Robert Haas <robertmhaas@gmail.com> writes:
> On Wed, Jun 14, 2017 at 6:01 PM, Tom Lane <tgl@sss.pgh.pa.us> wrote:
>> The lack of any other message before the 'could not map' failure must,
>> then, mean that dsm_attach() couldn't find an entry in shared memory
>> that it wanted to attach to. But how could that happen?
> Well, as Amit points out, there are entirely legitimate ways for that
> to happen. If the leader finishes the whole query itself before the
> worker reaches the dsm_attach() call, it will call dsm_detach(),
> destroying the segment, and the worker will hit this ERROR. That
> shouldn't happen very often in the real world, because we ought not to
> select a parallel plan in the first place unless the query is going to
> take a while to run, but the select_parallel test quite deliberately
> disarms all of the guards that would tend to discourage such plans.
But we know, from the subsequent failed assertion, that the leader was
still trying to launch parallel workers. So that particular theory
doesn't hold water.
> Of course, as Amit also points out, it could also be the result of
> some bug, but I'm not sure we have any reason to think so.

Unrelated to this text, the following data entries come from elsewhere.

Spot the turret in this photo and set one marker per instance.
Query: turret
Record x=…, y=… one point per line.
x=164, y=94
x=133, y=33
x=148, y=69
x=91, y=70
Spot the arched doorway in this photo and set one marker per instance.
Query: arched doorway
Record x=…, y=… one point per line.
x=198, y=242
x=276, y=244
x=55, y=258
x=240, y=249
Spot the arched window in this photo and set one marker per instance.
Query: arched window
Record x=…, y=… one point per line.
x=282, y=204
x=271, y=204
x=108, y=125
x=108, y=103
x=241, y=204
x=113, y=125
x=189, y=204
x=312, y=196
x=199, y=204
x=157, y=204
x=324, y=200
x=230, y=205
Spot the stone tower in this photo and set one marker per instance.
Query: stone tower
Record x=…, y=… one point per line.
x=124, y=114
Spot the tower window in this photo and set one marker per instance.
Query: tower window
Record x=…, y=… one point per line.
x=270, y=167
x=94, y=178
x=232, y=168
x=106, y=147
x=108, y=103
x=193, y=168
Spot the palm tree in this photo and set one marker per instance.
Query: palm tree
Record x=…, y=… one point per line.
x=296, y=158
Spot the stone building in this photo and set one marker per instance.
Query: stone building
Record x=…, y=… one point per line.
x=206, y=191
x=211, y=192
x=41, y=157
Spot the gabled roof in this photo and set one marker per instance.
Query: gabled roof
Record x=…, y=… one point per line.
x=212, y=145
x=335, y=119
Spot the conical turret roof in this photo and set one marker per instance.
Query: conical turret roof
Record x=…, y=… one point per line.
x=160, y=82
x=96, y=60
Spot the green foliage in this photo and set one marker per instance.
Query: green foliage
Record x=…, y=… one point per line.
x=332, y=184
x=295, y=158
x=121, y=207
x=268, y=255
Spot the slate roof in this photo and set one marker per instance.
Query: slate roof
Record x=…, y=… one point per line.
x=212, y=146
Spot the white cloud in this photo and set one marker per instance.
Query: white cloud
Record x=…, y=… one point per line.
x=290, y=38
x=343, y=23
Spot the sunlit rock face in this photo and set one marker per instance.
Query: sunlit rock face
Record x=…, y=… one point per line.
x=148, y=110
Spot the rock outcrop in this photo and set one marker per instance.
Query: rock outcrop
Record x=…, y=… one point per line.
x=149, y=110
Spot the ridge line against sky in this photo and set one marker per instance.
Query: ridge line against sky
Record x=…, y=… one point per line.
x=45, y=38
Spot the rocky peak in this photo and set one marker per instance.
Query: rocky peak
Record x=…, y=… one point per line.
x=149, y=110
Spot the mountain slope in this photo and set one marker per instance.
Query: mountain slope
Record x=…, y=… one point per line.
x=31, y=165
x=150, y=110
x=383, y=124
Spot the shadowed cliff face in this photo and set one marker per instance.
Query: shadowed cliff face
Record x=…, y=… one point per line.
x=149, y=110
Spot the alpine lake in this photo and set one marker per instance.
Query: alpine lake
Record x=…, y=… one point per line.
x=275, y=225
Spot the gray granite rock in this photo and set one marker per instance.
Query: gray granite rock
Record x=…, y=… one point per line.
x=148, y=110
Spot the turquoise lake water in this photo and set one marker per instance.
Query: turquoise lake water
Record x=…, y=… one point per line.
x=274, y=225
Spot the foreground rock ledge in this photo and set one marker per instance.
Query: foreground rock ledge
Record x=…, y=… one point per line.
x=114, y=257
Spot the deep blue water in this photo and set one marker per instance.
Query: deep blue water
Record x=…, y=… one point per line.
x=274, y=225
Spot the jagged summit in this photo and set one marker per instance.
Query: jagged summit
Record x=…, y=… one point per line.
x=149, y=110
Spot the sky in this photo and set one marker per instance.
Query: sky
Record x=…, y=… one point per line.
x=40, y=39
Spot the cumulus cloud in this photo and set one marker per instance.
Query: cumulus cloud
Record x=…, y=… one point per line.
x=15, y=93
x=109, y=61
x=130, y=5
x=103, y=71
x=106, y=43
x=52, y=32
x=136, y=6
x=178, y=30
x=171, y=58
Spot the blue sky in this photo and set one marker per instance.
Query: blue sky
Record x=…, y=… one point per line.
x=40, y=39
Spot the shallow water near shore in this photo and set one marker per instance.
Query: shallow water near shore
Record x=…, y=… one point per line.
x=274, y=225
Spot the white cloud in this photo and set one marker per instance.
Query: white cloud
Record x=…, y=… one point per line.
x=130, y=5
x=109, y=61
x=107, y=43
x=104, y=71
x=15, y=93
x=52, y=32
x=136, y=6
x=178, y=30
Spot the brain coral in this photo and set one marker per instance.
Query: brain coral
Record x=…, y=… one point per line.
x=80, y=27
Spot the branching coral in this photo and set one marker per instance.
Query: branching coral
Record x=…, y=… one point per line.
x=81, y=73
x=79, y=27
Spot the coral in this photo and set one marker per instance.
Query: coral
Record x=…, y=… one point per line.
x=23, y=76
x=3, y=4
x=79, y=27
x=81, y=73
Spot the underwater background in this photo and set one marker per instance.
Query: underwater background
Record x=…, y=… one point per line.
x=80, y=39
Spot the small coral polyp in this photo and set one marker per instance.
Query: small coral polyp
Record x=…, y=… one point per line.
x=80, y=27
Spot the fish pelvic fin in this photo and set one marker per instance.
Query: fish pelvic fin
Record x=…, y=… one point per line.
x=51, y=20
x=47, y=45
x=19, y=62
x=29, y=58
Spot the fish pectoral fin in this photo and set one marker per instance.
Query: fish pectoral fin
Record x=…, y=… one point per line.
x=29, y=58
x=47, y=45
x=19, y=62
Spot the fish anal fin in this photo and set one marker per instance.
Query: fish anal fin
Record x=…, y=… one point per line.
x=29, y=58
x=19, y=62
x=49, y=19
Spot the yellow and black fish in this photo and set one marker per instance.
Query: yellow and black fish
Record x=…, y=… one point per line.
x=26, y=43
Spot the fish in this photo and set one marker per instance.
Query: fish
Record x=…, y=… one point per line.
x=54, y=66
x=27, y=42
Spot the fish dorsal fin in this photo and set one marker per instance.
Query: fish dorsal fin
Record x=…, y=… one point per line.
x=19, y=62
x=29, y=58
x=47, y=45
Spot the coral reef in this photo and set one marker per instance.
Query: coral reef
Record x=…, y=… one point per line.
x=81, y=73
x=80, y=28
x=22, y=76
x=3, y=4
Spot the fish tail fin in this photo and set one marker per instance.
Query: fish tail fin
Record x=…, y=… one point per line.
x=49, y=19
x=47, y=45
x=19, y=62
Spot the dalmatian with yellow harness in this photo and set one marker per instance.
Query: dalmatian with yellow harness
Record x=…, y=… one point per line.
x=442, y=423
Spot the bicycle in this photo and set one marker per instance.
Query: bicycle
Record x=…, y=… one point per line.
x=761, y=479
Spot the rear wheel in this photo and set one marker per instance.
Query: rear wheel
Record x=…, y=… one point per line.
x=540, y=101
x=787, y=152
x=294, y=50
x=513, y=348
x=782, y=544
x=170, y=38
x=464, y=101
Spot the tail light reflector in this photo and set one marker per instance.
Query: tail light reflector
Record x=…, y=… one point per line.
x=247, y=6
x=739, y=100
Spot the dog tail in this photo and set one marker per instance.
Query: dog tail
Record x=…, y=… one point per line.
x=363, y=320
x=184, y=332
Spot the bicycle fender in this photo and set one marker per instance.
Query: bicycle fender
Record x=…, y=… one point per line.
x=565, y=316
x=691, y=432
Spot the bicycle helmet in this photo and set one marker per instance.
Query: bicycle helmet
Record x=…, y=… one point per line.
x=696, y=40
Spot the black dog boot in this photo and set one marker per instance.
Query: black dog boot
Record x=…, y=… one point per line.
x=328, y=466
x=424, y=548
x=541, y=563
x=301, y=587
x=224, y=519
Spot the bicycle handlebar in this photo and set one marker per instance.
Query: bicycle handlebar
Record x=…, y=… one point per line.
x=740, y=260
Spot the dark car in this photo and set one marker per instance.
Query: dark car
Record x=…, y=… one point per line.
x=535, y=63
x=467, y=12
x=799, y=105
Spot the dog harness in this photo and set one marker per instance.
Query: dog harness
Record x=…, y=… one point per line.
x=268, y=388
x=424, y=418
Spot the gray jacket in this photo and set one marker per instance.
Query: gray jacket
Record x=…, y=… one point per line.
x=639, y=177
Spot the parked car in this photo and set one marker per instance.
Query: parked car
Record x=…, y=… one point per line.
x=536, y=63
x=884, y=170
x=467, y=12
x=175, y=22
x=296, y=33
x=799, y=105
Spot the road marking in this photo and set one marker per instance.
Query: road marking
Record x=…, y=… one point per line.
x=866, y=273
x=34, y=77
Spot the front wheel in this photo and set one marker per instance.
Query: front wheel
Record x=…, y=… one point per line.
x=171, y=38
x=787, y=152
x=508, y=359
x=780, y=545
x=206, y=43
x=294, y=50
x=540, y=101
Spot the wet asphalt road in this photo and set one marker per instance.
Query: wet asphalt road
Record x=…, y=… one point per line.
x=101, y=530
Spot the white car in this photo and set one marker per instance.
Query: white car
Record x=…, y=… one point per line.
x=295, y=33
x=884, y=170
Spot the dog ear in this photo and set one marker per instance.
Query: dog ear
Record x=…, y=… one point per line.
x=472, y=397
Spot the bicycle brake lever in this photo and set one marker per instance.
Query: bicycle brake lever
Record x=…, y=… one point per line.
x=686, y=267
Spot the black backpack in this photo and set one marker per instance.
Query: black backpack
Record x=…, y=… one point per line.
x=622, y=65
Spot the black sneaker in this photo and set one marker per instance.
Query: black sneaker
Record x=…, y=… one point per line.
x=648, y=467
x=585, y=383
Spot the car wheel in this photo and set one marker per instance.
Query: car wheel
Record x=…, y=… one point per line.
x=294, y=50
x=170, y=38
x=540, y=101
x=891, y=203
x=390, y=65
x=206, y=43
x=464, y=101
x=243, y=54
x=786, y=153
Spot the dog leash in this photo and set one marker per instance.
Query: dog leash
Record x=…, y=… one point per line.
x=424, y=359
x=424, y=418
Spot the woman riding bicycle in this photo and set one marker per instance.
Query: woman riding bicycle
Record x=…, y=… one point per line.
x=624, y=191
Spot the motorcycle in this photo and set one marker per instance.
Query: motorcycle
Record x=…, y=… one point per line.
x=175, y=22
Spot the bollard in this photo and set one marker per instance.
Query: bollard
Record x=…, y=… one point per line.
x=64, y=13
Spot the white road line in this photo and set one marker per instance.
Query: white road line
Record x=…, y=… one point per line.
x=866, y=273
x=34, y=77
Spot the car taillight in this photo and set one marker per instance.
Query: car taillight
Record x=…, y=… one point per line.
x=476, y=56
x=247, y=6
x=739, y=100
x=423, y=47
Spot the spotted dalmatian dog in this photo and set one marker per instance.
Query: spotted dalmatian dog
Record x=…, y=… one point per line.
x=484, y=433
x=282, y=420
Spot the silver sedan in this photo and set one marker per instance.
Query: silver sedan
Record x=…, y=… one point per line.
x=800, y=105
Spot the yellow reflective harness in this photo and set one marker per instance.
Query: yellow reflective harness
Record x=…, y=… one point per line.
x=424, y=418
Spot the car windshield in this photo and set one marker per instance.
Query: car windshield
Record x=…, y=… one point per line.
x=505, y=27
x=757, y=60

The fact that we've only seen this on cygwin leads the mind in the
direction of platform-specific problems. Both this case and lorikeet's
earlier symptoms could be explained if the parameters passed from leader
to workers somehow got corrupted occasionally; so that's what I've been
thinking about, but I'm not seeing anything.
Would someone confirm my recollection that the cygwin build does *not*
use EXEC_BACKEND, but relies on a cygwin-provided emulation of fork()?
How does that emulation work, anyway?